X-VC: Zero-shot Streaming Voice Conversion in Codec Space

New system converts voices in real-time with low latency, achieving best-in-class streaming WER scores.

Deep Dive

A research team from Shanghai Jiao Tong University and other institutions has introduced X-VC, a novel system for zero-shot streaming voice conversion. The technology allows real-time transformation of a speaker's voice to match an unseen target speaker's characteristics while preserving linguistic content, all with minimal latency. X-VC operates by performing a one-step conversion directly within the latent space of a pre-trained neural audio codec, a significant architectural shift from previous multi-stage approaches.

Key to its performance is a dual-conditioning acoustic converter that models both source audio latents and frame-level acoustic conditions from target reference speech. The system injects utterance-level speaker information through adaptive normalization and employs a unique training strategy using generated paired data with role-assignment modes.

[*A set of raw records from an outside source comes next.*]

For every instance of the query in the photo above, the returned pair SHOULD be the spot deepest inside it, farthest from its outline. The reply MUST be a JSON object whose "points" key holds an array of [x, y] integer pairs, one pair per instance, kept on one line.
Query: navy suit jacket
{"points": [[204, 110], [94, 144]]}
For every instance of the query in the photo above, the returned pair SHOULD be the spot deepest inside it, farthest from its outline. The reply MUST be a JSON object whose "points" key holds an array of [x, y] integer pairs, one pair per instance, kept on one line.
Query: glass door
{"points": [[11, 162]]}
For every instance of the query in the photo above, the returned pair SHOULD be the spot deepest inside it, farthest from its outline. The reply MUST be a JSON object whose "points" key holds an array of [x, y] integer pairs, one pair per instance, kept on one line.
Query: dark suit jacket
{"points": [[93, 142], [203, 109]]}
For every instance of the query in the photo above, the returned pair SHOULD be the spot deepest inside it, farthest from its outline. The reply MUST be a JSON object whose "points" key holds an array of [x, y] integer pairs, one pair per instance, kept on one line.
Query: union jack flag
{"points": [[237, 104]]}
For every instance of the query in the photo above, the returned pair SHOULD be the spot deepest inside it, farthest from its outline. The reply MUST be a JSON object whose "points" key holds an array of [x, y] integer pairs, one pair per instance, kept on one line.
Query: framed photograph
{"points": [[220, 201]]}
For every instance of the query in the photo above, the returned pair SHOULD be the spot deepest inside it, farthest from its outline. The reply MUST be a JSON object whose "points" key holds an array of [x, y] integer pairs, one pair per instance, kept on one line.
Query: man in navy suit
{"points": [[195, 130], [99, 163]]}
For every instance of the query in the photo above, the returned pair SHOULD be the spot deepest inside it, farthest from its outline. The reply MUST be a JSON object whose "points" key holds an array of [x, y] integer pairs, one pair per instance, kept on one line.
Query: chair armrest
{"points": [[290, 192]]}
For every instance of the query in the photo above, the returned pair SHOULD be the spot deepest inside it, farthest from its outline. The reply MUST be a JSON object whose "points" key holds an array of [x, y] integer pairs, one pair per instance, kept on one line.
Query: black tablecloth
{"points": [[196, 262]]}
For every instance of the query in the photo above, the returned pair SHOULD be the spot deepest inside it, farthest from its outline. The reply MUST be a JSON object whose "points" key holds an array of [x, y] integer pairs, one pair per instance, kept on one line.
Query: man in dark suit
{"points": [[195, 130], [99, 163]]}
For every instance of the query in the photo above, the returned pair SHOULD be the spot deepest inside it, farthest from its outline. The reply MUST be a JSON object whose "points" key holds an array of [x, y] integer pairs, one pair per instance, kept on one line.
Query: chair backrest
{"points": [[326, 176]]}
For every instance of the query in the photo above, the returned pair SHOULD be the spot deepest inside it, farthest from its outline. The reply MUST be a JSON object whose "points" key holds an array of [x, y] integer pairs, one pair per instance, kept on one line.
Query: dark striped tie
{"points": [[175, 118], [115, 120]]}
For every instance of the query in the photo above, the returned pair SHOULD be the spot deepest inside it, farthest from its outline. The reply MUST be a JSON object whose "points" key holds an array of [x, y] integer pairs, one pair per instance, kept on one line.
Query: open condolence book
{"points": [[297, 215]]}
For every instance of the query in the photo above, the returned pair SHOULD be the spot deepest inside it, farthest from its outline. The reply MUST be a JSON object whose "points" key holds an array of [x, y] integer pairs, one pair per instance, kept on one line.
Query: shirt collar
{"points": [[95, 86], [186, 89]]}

For streaming applications, X-VC uses a chunkwise inference scheme with overlap smoothing aligned with the codec's segment-based training, enabling real-time processing.

In benchmark testing on the Seed-TTS-Eval dataset, X-VC achieved the best streaming Word Error Rate (WER) scores in both English and Chinese, demonstrating strong speaker similarity in same-language and cross-lingual scenarios. The system also showed substantially lower offline real-time factor compared to baseline models, indicating significantly faster processing capabilities. These results position codec-space one-step conversion as a practical approach for building high-quality, low-latency voice conversion systems suitable for interactive use cases.

Key Points
  • Achieves best streaming Word Error Rate (WER) on Seed-TTS-Eval benchmark in English and Chinese
  • Uses one-step conversion in neural codec latent space with dual-conditioning acoustic converter
  • Enables real-time processing with chunkwise inference and substantially lower offline real-time factor

Why It Matters

Enables real-time voice cloning for interactive applications like live translation, gaming, and content creation with professional-grade quality.